The Associated Press
Posted : Friday Apr 29, 2011 15:41:06 EDT

ST. PAUL, Minn. — A new study at the University of Minnesota is helping military parents deal with the stress of parenting — on top of the stress of returning from deployment.

Minnesota Public Radio News reports Friday that the five-year study will teach parenting techniques to National Guard families with soldiers who have served in Iraq or Afghanistan.

Over the next few years, researchers will recruit 400 families with children between the ages of 5 and 12. Some will learn the new techniques. Others will get resources normally given to military parents.

The $3.2 million study is funded by the National Institutes of Health and the National Institute on Drug Abuse.
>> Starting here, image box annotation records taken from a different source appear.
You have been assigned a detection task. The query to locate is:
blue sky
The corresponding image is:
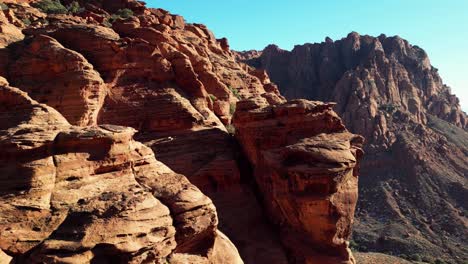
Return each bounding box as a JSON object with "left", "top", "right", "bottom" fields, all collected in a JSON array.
[{"left": 146, "top": 0, "right": 468, "bottom": 111}]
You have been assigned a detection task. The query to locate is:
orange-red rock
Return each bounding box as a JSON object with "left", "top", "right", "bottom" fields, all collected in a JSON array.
[
  {"left": 234, "top": 98, "right": 363, "bottom": 264},
  {"left": 0, "top": 85, "right": 242, "bottom": 263},
  {"left": 239, "top": 32, "right": 468, "bottom": 262}
]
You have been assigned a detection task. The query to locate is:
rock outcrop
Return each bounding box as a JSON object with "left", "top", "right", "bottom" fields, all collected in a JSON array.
[
  {"left": 234, "top": 99, "right": 363, "bottom": 264},
  {"left": 238, "top": 32, "right": 468, "bottom": 263},
  {"left": 0, "top": 0, "right": 364, "bottom": 264},
  {"left": 0, "top": 82, "right": 242, "bottom": 263}
]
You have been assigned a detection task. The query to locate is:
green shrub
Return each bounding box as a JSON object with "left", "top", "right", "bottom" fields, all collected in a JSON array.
[
  {"left": 208, "top": 94, "right": 218, "bottom": 102},
  {"left": 0, "top": 3, "right": 8, "bottom": 10},
  {"left": 21, "top": 18, "right": 31, "bottom": 26},
  {"left": 109, "top": 8, "right": 133, "bottom": 23},
  {"left": 32, "top": 0, "right": 68, "bottom": 14},
  {"left": 226, "top": 124, "right": 236, "bottom": 135},
  {"left": 349, "top": 240, "right": 359, "bottom": 250}
]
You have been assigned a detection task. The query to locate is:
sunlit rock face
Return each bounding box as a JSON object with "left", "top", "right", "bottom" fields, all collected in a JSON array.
[
  {"left": 0, "top": 0, "right": 361, "bottom": 264},
  {"left": 234, "top": 97, "right": 363, "bottom": 263}
]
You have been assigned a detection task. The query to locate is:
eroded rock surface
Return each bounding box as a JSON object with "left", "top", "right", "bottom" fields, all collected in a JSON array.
[
  {"left": 0, "top": 82, "right": 242, "bottom": 263},
  {"left": 0, "top": 0, "right": 366, "bottom": 264},
  {"left": 234, "top": 100, "right": 363, "bottom": 264},
  {"left": 238, "top": 32, "right": 468, "bottom": 263}
]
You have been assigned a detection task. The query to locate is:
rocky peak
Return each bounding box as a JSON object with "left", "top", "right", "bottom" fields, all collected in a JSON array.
[
  {"left": 0, "top": 0, "right": 361, "bottom": 264},
  {"left": 241, "top": 32, "right": 468, "bottom": 261}
]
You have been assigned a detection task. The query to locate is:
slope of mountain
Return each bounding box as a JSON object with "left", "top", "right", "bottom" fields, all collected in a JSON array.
[
  {"left": 0, "top": 0, "right": 362, "bottom": 264},
  {"left": 237, "top": 32, "right": 468, "bottom": 263}
]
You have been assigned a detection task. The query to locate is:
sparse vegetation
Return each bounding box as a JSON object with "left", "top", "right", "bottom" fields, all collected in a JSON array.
[
  {"left": 109, "top": 8, "right": 133, "bottom": 23},
  {"left": 31, "top": 0, "right": 68, "bottom": 14},
  {"left": 0, "top": 3, "right": 8, "bottom": 10}
]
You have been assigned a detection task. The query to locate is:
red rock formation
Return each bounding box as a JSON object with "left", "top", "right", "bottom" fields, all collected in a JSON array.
[
  {"left": 238, "top": 33, "right": 468, "bottom": 262},
  {"left": 0, "top": 0, "right": 366, "bottom": 264},
  {"left": 0, "top": 85, "right": 242, "bottom": 263},
  {"left": 234, "top": 99, "right": 363, "bottom": 264}
]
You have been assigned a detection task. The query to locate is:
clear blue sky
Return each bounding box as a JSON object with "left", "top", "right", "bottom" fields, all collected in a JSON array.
[{"left": 146, "top": 0, "right": 468, "bottom": 111}]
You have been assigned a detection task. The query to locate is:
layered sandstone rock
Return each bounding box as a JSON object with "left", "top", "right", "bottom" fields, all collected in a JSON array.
[
  {"left": 234, "top": 99, "right": 363, "bottom": 264},
  {"left": 239, "top": 32, "right": 468, "bottom": 262},
  {"left": 0, "top": 0, "right": 366, "bottom": 264},
  {"left": 0, "top": 82, "right": 242, "bottom": 263}
]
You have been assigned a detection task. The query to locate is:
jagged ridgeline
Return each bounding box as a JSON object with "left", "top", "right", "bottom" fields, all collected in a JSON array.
[
  {"left": 238, "top": 32, "right": 468, "bottom": 263},
  {"left": 0, "top": 0, "right": 363, "bottom": 264}
]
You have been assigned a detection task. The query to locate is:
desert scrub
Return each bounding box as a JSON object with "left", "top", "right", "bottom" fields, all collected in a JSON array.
[
  {"left": 229, "top": 103, "right": 236, "bottom": 115},
  {"left": 31, "top": 0, "right": 68, "bottom": 14}
]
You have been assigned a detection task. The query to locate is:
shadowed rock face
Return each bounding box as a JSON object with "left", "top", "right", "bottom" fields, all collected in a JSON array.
[
  {"left": 234, "top": 100, "right": 363, "bottom": 264},
  {"left": 238, "top": 32, "right": 468, "bottom": 262},
  {"left": 0, "top": 0, "right": 364, "bottom": 264}
]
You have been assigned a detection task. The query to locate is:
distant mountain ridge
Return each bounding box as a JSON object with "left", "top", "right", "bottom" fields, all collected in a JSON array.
[{"left": 237, "top": 32, "right": 468, "bottom": 263}]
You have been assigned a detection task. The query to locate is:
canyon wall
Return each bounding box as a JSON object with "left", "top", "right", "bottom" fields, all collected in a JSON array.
[
  {"left": 241, "top": 32, "right": 468, "bottom": 263},
  {"left": 0, "top": 0, "right": 362, "bottom": 264}
]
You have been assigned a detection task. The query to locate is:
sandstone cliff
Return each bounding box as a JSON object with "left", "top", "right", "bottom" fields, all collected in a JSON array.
[
  {"left": 238, "top": 32, "right": 468, "bottom": 262},
  {"left": 0, "top": 0, "right": 360, "bottom": 264}
]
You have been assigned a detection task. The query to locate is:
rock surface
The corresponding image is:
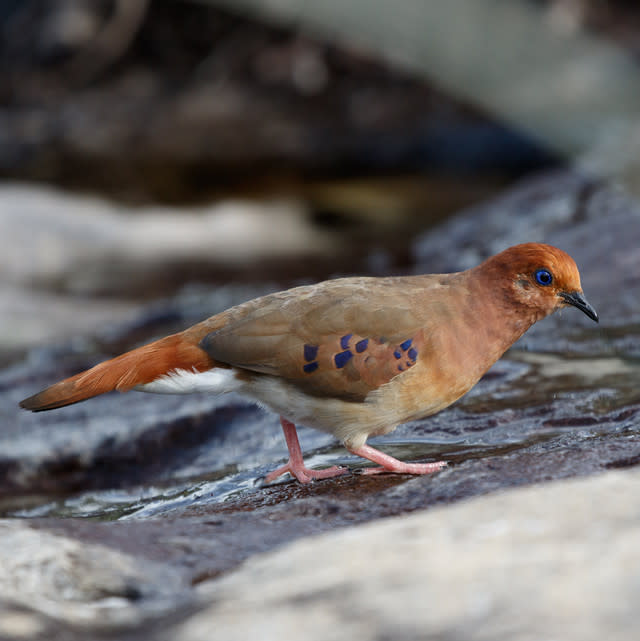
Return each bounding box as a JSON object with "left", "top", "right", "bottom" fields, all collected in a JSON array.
[
  {"left": 182, "top": 464, "right": 640, "bottom": 641},
  {"left": 0, "top": 172, "right": 640, "bottom": 641}
]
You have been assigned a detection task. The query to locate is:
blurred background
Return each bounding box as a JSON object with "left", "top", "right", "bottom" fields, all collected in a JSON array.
[
  {"left": 0, "top": 7, "right": 640, "bottom": 641},
  {"left": 5, "top": 0, "right": 640, "bottom": 363}
]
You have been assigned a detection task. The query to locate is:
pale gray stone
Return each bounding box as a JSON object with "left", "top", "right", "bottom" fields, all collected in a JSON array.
[
  {"left": 185, "top": 464, "right": 640, "bottom": 641},
  {"left": 0, "top": 520, "right": 190, "bottom": 637}
]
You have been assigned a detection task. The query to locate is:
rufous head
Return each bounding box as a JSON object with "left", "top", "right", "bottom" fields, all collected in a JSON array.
[{"left": 478, "top": 243, "right": 598, "bottom": 322}]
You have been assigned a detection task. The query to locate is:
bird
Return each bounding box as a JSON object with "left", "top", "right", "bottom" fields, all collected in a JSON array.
[{"left": 20, "top": 243, "right": 598, "bottom": 483}]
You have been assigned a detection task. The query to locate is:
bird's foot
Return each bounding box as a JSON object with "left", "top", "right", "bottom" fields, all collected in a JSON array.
[
  {"left": 347, "top": 445, "right": 447, "bottom": 474},
  {"left": 265, "top": 460, "right": 349, "bottom": 483}
]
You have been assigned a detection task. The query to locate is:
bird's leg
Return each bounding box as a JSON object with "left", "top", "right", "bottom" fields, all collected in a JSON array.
[
  {"left": 347, "top": 445, "right": 447, "bottom": 474},
  {"left": 265, "top": 416, "right": 348, "bottom": 483}
]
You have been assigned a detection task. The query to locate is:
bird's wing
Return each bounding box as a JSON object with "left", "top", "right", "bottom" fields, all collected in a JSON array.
[{"left": 199, "top": 277, "right": 442, "bottom": 401}]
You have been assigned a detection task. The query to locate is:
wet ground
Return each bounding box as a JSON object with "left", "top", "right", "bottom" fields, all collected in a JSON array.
[{"left": 0, "top": 174, "right": 640, "bottom": 582}]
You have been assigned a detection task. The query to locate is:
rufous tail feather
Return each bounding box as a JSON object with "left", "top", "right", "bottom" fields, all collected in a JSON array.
[{"left": 20, "top": 334, "right": 215, "bottom": 412}]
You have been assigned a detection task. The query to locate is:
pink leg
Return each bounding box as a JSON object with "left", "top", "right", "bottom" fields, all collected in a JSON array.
[
  {"left": 265, "top": 416, "right": 348, "bottom": 483},
  {"left": 347, "top": 445, "right": 447, "bottom": 474}
]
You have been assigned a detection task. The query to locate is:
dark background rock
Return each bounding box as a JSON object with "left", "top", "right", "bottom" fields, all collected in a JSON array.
[{"left": 0, "top": 0, "right": 640, "bottom": 639}]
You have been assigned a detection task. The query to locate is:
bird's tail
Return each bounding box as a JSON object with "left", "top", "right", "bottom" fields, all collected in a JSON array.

Studies have shown the stress of deployment affects parenting and may lead to behavioral and emotional problems in children.

Abi Gewirtz, the study’s principal investigator, said the goal is to help people parent effectively despite the difficulties of deployment.

“The effects of deployment on kids are not ... just about combat stress symptoms that the soldier might be experiencing, but they are about the fact that the parent was gone for a year in the child’s life,” she said.

The parenting techniques are based on an existing program in Oregon, called the Oregon Parent Management Training. Gewirtz is adapting it to fit the needs of military families.

“It’s a parenting intervention that has been shown to be very, very effective at supporting parenting in other contexts, so our test is to see whether it works at promoting children’s resilience in this context,” Gewirtz said.

Research has shown that the period when soldiers return from combat is often the most stressful time for military families, so Gewirtz said that’s when families will be enrolled in the study.

At a recent workshop designed to train others to facilitate their own groups of families, National Guard soldier Thad Shunkwiler from Mankato said that while all parents experience stress, military parents face more challenges in dealing with children’s emotions — because soldiers are trained to not let emotions interfere.

“All of your training in the military is to react — react, react, react, react, react — not respond, not think about it — it’s to react,” Shunkwiler said.

Researchers plan to recruit the first 100 families by summer. If successful, hope to expand it to other military families in Minnesota and nationwide.